I look at the LTLP in surprise. She is making annoyed gestures towards my laptop.

“But it’s Jethro Tull!” I protest.

“That,” she replies, narrowing her eyes like the scary poster of Tony Blair, “is my point.”

One of the great things that I have discovered about Spotify, which – in any event – is the best thing in the world, is that it contains loads of progressive rock. iTunes does not have much progressive rock, as it does not have enough memory, whereas with Spotify it is almost as if your computer has grown a beard. Therefore I have been catching up on all the immense works that I remember from vinyl.

The trouble is that couples work on Venn diagrams when it comes to musical appreciation.
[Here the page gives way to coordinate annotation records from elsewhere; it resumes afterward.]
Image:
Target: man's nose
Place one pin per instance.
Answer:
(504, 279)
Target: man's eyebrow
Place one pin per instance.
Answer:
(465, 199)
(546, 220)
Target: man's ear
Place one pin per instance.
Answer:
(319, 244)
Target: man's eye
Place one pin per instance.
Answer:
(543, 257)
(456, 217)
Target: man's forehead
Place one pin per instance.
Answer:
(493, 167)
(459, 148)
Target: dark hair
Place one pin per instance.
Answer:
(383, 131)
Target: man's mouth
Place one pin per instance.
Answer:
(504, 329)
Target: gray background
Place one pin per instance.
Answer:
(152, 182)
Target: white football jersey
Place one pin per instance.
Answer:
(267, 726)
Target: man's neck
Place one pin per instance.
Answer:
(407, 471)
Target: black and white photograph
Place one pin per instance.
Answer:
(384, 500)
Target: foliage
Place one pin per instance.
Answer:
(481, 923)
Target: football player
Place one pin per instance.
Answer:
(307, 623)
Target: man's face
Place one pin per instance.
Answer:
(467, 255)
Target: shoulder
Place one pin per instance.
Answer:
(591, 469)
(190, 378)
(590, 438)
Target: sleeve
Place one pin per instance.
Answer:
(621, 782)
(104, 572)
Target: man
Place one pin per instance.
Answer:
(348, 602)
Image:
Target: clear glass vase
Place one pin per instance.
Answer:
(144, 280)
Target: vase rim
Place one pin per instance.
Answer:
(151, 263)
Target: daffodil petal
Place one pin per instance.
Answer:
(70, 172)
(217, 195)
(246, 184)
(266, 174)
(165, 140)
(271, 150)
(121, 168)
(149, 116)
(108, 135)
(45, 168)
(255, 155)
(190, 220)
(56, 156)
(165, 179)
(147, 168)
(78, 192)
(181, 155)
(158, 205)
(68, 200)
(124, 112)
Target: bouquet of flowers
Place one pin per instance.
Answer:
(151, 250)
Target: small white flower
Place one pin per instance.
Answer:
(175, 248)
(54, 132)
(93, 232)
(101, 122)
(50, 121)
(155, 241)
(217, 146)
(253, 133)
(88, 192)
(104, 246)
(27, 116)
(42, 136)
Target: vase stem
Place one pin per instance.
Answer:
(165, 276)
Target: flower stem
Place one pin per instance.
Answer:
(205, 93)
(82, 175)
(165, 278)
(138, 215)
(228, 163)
The overlapping bit in the middle on our particular Venn diagram does not contain many bands, and sometimes you can have too much Proclaimers or the free ‘Chill Out’ CD that was once taped to the front of the Observer newspaper.

I am a bit cross with her closed mind attitude.

“I think you should give it more of a chance,” I say. “I know progressive rock does have a bit of a bad reputation, but the interesting thing is that the best, most well-regarded stuff – your Genesises, your Tulls, even something like Tubular Bells – essentially consists of a series of cracking tunes linked by short musical bridges. So whilst it’s those bridges that define the genre, if you like, it really just goes back to those cracking tunes, which are the essence of pop music anyway.”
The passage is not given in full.